- Born: Janet Gretchen Jones March 1, 1939 Pittsburgh, Pennsylvania
- Died: September 21, 2021 (aged 82) Mitchellville, Maryland
- Education: Swarthmore College California Institute of Technology
- Scientific career
- Workplaces: National Science Foundation North Carolina State University State University of New York at Buffalo University of Southampton Colorado State University Montana State University
- Thesis: Ligand bridging in the oxidation of chromium(II) at mercury electrodes (1967)

= Janet G. Osteryoung =

American chemist (1939–2021)

Janet Gretchen Osteryoung (March 1, 1939 – September 21, 2021) was an American chemist who was the director of the Chemistry Division of the National Science Foundation from 1994 to 2001. Her research furthered the development of electroanalysis and especially that of square wave voltammetry. She was elected a Fellow of the American Association for the Advancement of Science in 1984 and awarded the Garvan–Olin Medal in 1987.

== Early life and education ==
Janet Gretchen Jones was born in Pittsburgh, Pennsylvania, and grew up in Vero Beach, Florida. She was an undergraduate student at Swarthmore College, where she was a Merit scholar. Jones was a graduate student at California Institute of Technology, where she worked alongside Fred Anson on ligand bridging in charge transfer reactions. Robert Osteryoung was a Visiting Associate in the Department of Chemistry at Caltech at this same time. After marrying, Janet and Robert Osteryoung both continued to carry out research in the field of electroanalytical chemistry.

== Research and career ==
Osteryoung was appointed to the faculty at Montana State University in 1967. She moved to Colorado State University a year later, where she worked in the Departments of Civil Engineering and Microbiology. In 1977, Osteryoung moved to the National Science Foundation, where she was the program director for chemical analysis.

Osteryoung was made associate professor at the State University of New York at Buffalo in 1979 and professor in 1982. In 1985 Osteryoung was awarded a Guggenheim Fellowship and spent a year at the University of Southampton, where she investigated the fundamentals of solid electrodes.
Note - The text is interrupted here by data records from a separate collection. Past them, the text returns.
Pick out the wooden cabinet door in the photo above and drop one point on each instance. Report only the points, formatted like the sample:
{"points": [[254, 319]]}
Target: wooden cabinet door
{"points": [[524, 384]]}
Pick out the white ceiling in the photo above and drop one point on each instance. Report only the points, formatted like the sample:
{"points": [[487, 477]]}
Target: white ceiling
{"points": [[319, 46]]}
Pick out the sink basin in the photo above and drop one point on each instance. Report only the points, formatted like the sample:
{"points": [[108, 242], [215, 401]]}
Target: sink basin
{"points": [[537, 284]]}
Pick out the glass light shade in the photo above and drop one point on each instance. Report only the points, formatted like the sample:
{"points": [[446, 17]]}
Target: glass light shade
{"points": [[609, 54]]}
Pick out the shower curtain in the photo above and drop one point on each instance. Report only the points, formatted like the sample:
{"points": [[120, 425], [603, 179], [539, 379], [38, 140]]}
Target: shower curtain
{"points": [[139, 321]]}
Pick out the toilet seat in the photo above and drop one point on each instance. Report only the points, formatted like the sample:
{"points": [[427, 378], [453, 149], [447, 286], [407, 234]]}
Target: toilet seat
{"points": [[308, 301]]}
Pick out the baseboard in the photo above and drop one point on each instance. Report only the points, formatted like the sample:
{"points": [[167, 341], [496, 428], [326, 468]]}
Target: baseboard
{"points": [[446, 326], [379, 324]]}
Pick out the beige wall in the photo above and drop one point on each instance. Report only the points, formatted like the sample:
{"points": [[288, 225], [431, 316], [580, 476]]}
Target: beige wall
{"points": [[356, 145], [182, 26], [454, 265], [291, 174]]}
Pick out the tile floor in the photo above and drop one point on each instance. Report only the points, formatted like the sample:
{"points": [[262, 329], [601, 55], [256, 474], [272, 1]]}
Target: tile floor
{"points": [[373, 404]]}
Osteryoung moved to North Carolina State University in 1992, where she served as head of department for two years. In 1994, she returned to the National Science Foundation, where she was made director of the division of chemistry. She was the first woman to win the Jacob F. Schoellkopf medal in 1992.

== Awards and honors ==
- 1984 Elected Fellow of the American Association for the Advancement of Science
- 1985 Guggenheim Fellowship
- 1986 Honorary Fulbright Fellow
- 1987 American Chemical Society Garvan–Olin Medal
- 1990 Anachem Award
- 1990 Honorary member of Iota Sigma Pi
- 1992 Jacob F. Schoellkopf Medal
- 1996 American Chemical Society Division of Analytical Chemistry Award in Electrochemistry
- 1998 Society for Analytical Chemists of Pittsburgh Analytical Chemistry Award
- 1999 The Society for Electroanalytical Chemistry Charles N. Reilley Award in Electroanalytical Chemistry

== Selected publications ==
- Osteryoung, Janet G. (1985). "Square wave voltammetry"
- Aoki, Koichi (1984). "Linear sweep voltammetry at very small stationary disk electrodes"
- O'Dea, John J. (1993). "Characterization of quasi-reversible surface processes by square-wave voltammetry"

== Personal life ==
Janet Jones was once married to Robert Osteryoung, who was also an award-winning chemist. In April 2010, she married Chris Cobb in Washington, D.C. Together, Jones and Cobb established the Comis Foundation, a family philanthropic foundation to benefit children and youth.